Early indicators released by Statistics Canada suggest Canada may soon enter a potential technical recession.

The preliminary data from the federal agency’s August GDP report, published on Tuesday, shows that the Canadian economy has hit a standstill. Concerningly, the initial figures for the third quarter suggest a contraction, raising alarm bells across economic sectors.

The stagnant growth in August, marking a disturbing downward trend for the second month in a row, continued into September, according to advanced data. 

The preliminary estimates by Statistics Canada show annualized shrinkage of 0.1% in the economy for the third quarter, following a contraction witnessed in the second quarter.

A technical recession is characterized by two successive quarters of negative growth.  

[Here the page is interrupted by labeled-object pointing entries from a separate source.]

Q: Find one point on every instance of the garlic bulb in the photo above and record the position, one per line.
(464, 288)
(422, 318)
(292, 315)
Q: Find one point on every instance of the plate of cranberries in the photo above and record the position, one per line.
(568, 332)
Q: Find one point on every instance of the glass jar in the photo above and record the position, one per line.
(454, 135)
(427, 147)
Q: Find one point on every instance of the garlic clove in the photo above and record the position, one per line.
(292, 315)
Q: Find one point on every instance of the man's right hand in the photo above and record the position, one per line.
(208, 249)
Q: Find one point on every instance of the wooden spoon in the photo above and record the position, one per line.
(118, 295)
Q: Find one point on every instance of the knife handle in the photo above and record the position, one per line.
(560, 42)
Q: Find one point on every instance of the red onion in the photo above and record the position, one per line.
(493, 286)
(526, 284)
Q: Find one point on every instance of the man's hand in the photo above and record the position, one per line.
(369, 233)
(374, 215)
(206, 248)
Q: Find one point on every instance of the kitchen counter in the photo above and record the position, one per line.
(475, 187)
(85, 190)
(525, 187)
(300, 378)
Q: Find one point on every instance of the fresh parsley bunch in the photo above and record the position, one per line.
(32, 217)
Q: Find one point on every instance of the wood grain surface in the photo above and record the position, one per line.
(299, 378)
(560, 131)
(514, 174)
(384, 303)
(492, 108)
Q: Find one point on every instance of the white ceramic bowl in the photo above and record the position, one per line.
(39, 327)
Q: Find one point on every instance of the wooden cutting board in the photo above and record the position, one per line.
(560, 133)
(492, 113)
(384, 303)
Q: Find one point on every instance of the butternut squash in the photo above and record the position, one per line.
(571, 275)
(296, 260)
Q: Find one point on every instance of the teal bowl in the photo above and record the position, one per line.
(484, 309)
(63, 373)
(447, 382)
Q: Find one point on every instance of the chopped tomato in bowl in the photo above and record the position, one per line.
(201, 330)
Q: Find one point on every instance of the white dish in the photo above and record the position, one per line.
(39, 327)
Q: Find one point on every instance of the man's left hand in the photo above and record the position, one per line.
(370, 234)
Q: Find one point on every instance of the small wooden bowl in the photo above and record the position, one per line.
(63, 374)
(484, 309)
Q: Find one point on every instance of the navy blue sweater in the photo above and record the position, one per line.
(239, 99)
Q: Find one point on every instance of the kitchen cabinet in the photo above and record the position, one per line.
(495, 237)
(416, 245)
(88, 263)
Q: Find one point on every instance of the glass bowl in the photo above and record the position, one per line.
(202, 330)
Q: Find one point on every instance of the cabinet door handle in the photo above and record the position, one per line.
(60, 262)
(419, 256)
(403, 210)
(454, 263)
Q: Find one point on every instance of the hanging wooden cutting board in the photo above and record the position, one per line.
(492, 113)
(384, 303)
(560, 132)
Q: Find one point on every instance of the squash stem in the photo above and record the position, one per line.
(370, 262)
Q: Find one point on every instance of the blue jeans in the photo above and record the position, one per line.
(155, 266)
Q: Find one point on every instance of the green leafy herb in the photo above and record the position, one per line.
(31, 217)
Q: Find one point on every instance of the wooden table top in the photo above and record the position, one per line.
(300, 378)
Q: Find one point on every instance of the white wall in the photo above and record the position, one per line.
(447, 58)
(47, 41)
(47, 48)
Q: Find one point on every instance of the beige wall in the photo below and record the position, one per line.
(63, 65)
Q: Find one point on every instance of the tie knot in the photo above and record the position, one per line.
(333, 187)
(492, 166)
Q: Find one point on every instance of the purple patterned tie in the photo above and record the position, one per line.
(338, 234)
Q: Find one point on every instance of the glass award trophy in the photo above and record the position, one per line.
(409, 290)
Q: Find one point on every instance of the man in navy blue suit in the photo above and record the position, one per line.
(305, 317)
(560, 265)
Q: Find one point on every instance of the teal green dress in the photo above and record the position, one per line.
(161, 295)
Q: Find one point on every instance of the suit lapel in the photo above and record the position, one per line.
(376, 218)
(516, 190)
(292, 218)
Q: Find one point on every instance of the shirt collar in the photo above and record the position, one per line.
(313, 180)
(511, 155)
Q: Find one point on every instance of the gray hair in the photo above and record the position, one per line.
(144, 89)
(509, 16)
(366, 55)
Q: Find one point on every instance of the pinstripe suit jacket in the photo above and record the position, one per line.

However, experts like Nathan Janzen, the assistant chief economist at RBC, emphasize that broader economic weaknesses must be evident to declare a recession officially. 

“The declines are still very small,” Janzen told the Canadian Press.

In August, only eight out of 20 industries saw GDP growth, according to the report.

The increase in 0.1% of GDP in service-producing sectors was counterbalanced by a decline in goods-producing ones, which saw a contraction of 0.2%. 

Sectors such as agriculture, forestry, manufacturing, retail, and accommodation and food services witnessed downturns. Conversely, wholesale trade and mining, including quarrying, oil, and gas extraction, experienced growth.

The Bank of Canada, recognizing the fragile economic state, has maintained its key interest rate at five percent at its last two decision meetings. 

Janzen believes that Tuesday’s data release justifies this cautious approach.

“This makes it more likely that they won’t hike interest rates again,” he told the Canadian Press.

Current high interest rates, though essential for curbing inflation, are anticipated to further suppress economic growth, especially as households face mortgage renewals at elevated rates.

Forecasts from the Bank of Canada paint a bleak economic picture, projecting weak growth for the remainder of the year and into 2024. 

The reduction in spending, a response to higher borrowing costs, aims to mitigate the soaring inflation, which stood at 3.8% in September. 

Meanwhile, The Bank of Canada holds onto expectations that annual inflation will recalibrate to the two percent target by 2025.